The Chat Translation shared task consists of translating bilingual customer support conversational text. In contrast to content types such as news articles and software manuals, in which the text is carefully authored and well formatted, chat conversations are less planned, more informal, and often present ungrammatical linguistic structures. This year, the task was enriched by the released Unbabel’s MAIA Dataset: A corpus that truly consists of entire, genuine, and original bilingual conversations from four different clients of the Unbabel database, where the agent is speaking English and the customer is speaking non-English The corpus was provided to the participants as development and test sets. 

In our role as participants, as we only had access to a development set, the lack of parallel data available was one of the main obstacles to this task. We addressed this by using a large pre-trained multilingual language model, mBART50, which we fine-tuned with the most similar data that we could find on publicly available datasets. Then we performed a second fine-tuning step using the development set. 

Following the development of a domain-specific model, we experimented using a data-retrieval approach (kNN-MT) to further incorporate domain-specific data during the decoding process, by searching for similar examples on a datastore (built with the same data that was used to fine-tune the model).
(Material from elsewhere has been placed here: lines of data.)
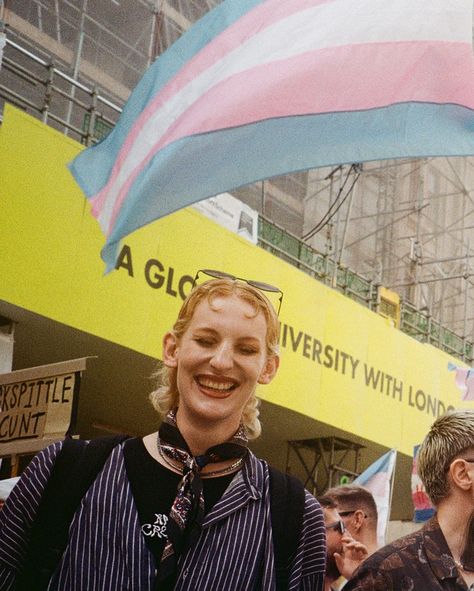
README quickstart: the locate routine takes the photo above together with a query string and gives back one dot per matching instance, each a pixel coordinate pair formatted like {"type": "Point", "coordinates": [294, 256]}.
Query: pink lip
{"type": "Point", "coordinates": [211, 392]}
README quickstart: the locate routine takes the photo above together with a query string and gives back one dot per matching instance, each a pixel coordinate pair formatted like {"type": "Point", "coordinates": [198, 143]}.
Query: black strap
{"type": "Point", "coordinates": [287, 501]}
{"type": "Point", "coordinates": [75, 469]}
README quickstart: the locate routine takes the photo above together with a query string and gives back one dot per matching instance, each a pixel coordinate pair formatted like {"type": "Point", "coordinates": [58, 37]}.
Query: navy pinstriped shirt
{"type": "Point", "coordinates": [107, 551]}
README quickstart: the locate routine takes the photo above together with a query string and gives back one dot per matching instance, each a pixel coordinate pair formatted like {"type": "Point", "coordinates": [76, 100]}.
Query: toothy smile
{"type": "Point", "coordinates": [213, 384]}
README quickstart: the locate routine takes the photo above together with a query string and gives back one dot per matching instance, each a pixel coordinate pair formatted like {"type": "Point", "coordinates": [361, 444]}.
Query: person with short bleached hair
{"type": "Point", "coordinates": [433, 558]}
{"type": "Point", "coordinates": [188, 507]}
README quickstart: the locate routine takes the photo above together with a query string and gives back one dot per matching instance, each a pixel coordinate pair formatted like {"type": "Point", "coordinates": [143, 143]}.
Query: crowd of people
{"type": "Point", "coordinates": [190, 507]}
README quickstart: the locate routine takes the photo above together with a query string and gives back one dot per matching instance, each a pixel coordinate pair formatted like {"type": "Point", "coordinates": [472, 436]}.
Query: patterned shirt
{"type": "Point", "coordinates": [420, 561]}
{"type": "Point", "coordinates": [107, 552]}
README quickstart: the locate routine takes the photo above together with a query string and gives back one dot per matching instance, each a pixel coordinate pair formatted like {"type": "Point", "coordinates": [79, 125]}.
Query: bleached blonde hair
{"type": "Point", "coordinates": [451, 435]}
{"type": "Point", "coordinates": [166, 396]}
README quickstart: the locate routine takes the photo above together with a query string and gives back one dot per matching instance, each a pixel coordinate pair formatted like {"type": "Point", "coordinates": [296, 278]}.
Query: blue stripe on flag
{"type": "Point", "coordinates": [92, 168]}
{"type": "Point", "coordinates": [197, 167]}
{"type": "Point", "coordinates": [383, 464]}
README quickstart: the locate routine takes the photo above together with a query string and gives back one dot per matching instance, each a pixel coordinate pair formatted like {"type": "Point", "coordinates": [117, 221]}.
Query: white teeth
{"type": "Point", "coordinates": [208, 383]}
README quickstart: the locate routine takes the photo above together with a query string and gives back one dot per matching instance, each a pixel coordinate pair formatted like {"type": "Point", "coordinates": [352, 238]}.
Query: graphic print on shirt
{"type": "Point", "coordinates": [156, 529]}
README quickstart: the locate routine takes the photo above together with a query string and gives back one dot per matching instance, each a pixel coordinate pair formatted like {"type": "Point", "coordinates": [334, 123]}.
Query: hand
{"type": "Point", "coordinates": [353, 553]}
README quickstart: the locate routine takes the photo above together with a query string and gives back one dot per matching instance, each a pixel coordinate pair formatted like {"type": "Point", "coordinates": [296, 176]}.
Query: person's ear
{"type": "Point", "coordinates": [462, 474]}
{"type": "Point", "coordinates": [269, 370]}
{"type": "Point", "coordinates": [170, 350]}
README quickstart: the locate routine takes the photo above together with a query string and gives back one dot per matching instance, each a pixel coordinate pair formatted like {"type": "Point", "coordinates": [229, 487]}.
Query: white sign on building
{"type": "Point", "coordinates": [231, 213]}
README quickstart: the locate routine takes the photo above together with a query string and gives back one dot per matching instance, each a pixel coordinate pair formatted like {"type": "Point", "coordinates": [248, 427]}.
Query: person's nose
{"type": "Point", "coordinates": [223, 356]}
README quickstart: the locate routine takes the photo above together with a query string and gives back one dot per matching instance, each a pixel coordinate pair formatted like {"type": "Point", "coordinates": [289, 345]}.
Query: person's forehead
{"type": "Point", "coordinates": [221, 309]}
{"type": "Point", "coordinates": [330, 514]}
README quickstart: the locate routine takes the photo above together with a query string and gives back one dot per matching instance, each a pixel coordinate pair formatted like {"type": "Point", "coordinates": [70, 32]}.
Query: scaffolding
{"type": "Point", "coordinates": [405, 225]}
{"type": "Point", "coordinates": [326, 461]}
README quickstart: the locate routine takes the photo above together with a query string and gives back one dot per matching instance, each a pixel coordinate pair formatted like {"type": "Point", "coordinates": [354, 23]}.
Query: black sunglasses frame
{"type": "Point", "coordinates": [338, 526]}
{"type": "Point", "coordinates": [260, 285]}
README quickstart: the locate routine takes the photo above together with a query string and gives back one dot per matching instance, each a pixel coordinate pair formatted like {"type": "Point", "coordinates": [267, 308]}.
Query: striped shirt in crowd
{"type": "Point", "coordinates": [107, 551]}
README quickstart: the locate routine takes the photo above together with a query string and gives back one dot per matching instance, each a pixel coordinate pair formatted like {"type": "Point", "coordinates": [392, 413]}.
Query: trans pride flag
{"type": "Point", "coordinates": [378, 478]}
{"type": "Point", "coordinates": [259, 88]}
{"type": "Point", "coordinates": [464, 378]}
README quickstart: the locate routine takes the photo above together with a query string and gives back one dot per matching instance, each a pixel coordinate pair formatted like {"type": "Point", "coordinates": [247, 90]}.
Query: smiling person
{"type": "Point", "coordinates": [189, 507]}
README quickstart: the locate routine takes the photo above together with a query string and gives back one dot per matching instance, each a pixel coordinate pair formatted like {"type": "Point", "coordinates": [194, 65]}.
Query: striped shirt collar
{"type": "Point", "coordinates": [247, 485]}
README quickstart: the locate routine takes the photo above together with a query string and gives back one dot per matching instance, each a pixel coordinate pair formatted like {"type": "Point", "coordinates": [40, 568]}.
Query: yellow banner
{"type": "Point", "coordinates": [341, 364]}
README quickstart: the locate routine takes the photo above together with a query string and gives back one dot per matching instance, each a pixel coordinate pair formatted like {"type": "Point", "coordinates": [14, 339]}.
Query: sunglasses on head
{"type": "Point", "coordinates": [338, 526]}
{"type": "Point", "coordinates": [347, 513]}
{"type": "Point", "coordinates": [260, 285]}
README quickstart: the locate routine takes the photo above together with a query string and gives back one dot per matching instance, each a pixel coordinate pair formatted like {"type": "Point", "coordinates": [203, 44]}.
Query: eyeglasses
{"type": "Point", "coordinates": [346, 513]}
{"type": "Point", "coordinates": [338, 526]}
{"type": "Point", "coordinates": [257, 284]}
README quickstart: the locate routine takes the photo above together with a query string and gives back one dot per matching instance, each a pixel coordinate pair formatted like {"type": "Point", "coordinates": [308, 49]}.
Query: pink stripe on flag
{"type": "Point", "coordinates": [332, 80]}
{"type": "Point", "coordinates": [230, 39]}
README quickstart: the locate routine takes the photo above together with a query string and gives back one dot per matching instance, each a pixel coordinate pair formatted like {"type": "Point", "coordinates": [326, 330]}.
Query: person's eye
{"type": "Point", "coordinates": [248, 350]}
{"type": "Point", "coordinates": [204, 342]}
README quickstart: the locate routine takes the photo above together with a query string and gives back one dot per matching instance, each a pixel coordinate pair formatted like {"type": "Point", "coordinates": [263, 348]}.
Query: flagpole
{"type": "Point", "coordinates": [392, 480]}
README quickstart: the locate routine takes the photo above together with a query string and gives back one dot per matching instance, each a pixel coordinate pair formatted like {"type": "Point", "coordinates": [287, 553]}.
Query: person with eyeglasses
{"type": "Point", "coordinates": [435, 558]}
{"type": "Point", "coordinates": [188, 507]}
{"type": "Point", "coordinates": [357, 508]}
{"type": "Point", "coordinates": [343, 553]}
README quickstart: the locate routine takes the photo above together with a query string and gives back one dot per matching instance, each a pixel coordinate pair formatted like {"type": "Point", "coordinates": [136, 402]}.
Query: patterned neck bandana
{"type": "Point", "coordinates": [187, 511]}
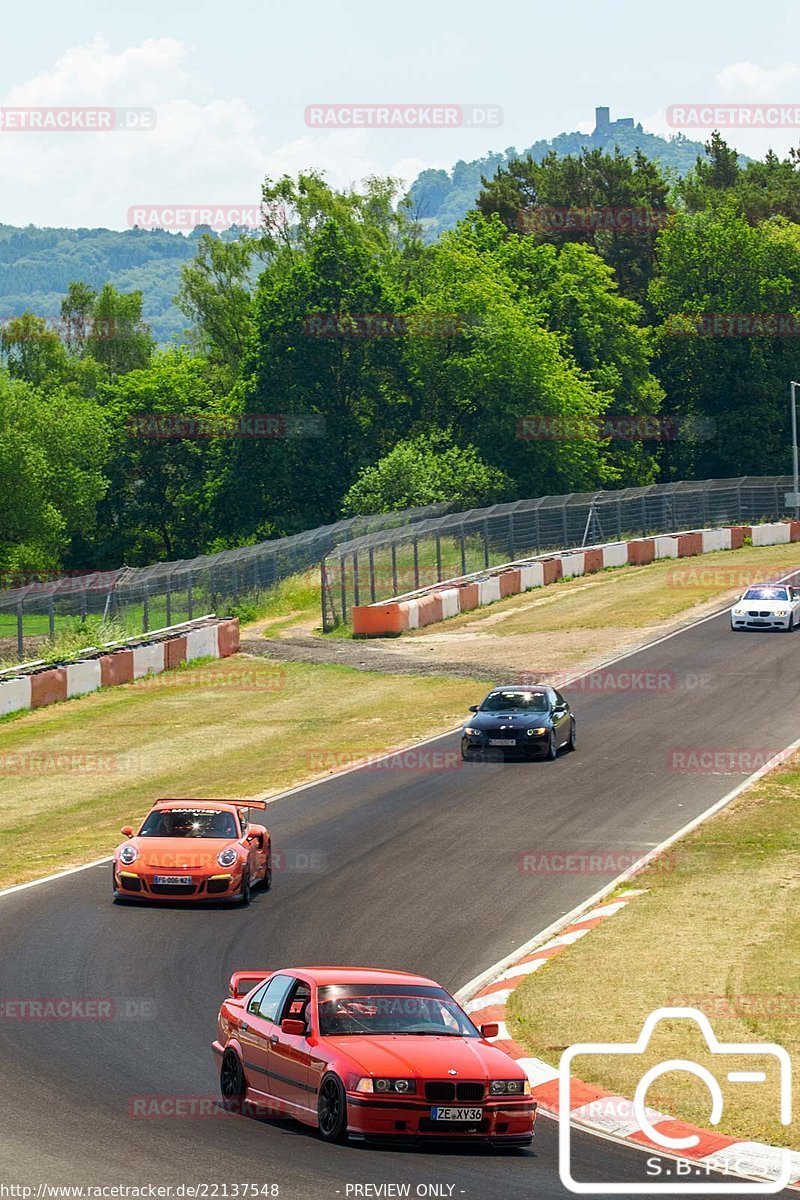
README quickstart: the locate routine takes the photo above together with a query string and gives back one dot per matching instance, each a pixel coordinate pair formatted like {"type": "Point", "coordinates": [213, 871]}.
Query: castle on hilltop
{"type": "Point", "coordinates": [606, 129]}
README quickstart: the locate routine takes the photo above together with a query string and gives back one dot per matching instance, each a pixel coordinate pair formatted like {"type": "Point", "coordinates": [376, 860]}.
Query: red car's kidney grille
{"type": "Point", "coordinates": [443, 1092]}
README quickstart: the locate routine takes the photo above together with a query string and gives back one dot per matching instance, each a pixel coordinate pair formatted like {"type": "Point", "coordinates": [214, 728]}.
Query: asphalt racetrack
{"type": "Point", "coordinates": [411, 868]}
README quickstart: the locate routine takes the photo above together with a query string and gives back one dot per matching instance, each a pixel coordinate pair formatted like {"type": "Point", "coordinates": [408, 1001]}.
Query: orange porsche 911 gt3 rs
{"type": "Point", "coordinates": [366, 1054]}
{"type": "Point", "coordinates": [194, 850]}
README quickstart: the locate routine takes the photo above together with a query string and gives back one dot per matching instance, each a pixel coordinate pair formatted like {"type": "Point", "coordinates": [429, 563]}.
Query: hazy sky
{"type": "Point", "coordinates": [230, 84]}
The full conference paper describes our submission.


All in all, the team had successful participation in the WMT22 conference and was able to showcase their advancements in Quality Estimation, Metrics, and Chat Translation — winning the WMT QE shared task and the Chinese-English language pair for the WMT Metrics shared task. Not only is the WMT22 conference an excellent opportunity to test our technology against the best in the industry, but it underscores the value Unbabel puts on delivering quality translation to its customers, helping them break down language barriers with their global audiences.